Há também duas fés: a primeira vem do ouvido e é confirmada e provada pela segunda, “a fé da contemplação”, “a fé que é baseada no que foi visto”. Para se adquirir conhecimento espiritual, o homem deve primeiramente libertar-se do conhecimento natural. Isso é tarefa para a fé. É pela ascese da fé que advém no homem o “poder desconhecido” que o torna capaz de conhecimento espiritual.

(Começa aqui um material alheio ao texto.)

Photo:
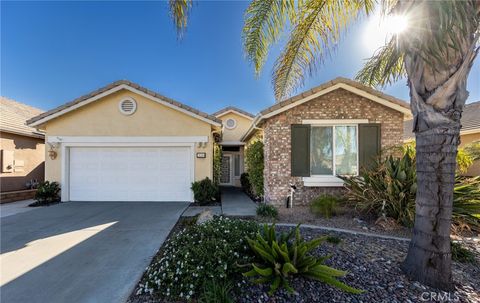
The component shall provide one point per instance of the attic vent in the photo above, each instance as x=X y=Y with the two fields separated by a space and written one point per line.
x=127 y=106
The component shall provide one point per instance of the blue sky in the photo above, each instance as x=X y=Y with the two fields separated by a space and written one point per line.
x=53 y=52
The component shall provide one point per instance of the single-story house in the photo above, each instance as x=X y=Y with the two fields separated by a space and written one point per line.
x=124 y=142
x=332 y=129
x=22 y=151
x=470 y=132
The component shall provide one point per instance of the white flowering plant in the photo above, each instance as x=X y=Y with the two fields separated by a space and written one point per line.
x=199 y=253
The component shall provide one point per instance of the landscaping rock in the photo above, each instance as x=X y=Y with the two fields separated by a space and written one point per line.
x=204 y=216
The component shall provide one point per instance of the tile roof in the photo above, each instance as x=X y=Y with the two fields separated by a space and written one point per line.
x=13 y=117
x=470 y=120
x=328 y=84
x=133 y=85
x=228 y=108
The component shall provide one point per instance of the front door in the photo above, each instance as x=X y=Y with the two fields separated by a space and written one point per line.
x=226 y=173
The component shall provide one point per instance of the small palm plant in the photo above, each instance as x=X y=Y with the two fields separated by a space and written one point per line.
x=279 y=257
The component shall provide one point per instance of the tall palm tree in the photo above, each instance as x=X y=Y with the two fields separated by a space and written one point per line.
x=435 y=54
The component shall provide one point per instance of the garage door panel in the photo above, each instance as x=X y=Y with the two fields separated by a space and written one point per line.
x=130 y=174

Se o homem permite se enredar na teia do conhecimento natural, lhe será mais difícil libertar-se dela do que de correntes de ferro, e sua vida será vivida “contra o gume de uma espada”.

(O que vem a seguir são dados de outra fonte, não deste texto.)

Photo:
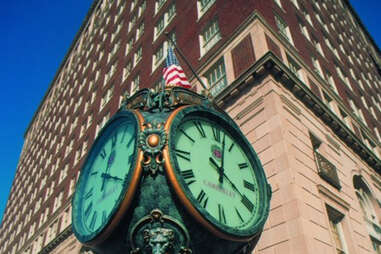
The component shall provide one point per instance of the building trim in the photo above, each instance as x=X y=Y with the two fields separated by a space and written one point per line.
x=269 y=64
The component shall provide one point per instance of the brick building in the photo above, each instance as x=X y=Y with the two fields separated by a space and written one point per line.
x=302 y=78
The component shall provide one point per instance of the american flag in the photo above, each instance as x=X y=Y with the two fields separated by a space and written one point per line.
x=173 y=73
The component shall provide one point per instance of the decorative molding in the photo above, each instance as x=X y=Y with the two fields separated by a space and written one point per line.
x=249 y=108
x=290 y=105
x=334 y=197
x=57 y=240
x=332 y=142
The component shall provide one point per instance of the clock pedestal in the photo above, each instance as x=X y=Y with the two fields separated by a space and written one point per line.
x=158 y=220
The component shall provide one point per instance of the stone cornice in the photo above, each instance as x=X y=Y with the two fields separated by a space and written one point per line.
x=57 y=240
x=269 y=64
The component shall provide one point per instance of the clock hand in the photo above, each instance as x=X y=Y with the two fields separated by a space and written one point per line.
x=226 y=177
x=110 y=161
x=108 y=176
x=221 y=170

Quando o homem começa a trilhar o caminho da fé, ele deve lançar fora, de uma vez por todas, seus velhos métodos de conhecimento, pois a fé possui seus próprios métodos. O conhecimento natural cessa enquanto o conhecimento espiritual toma seu lugar. O conhecimento natural é contrário à fé, pois a fé, e tudo o que dela advém, é “a destruição das leis do conhecimento”, isto é, do conhecimento natural.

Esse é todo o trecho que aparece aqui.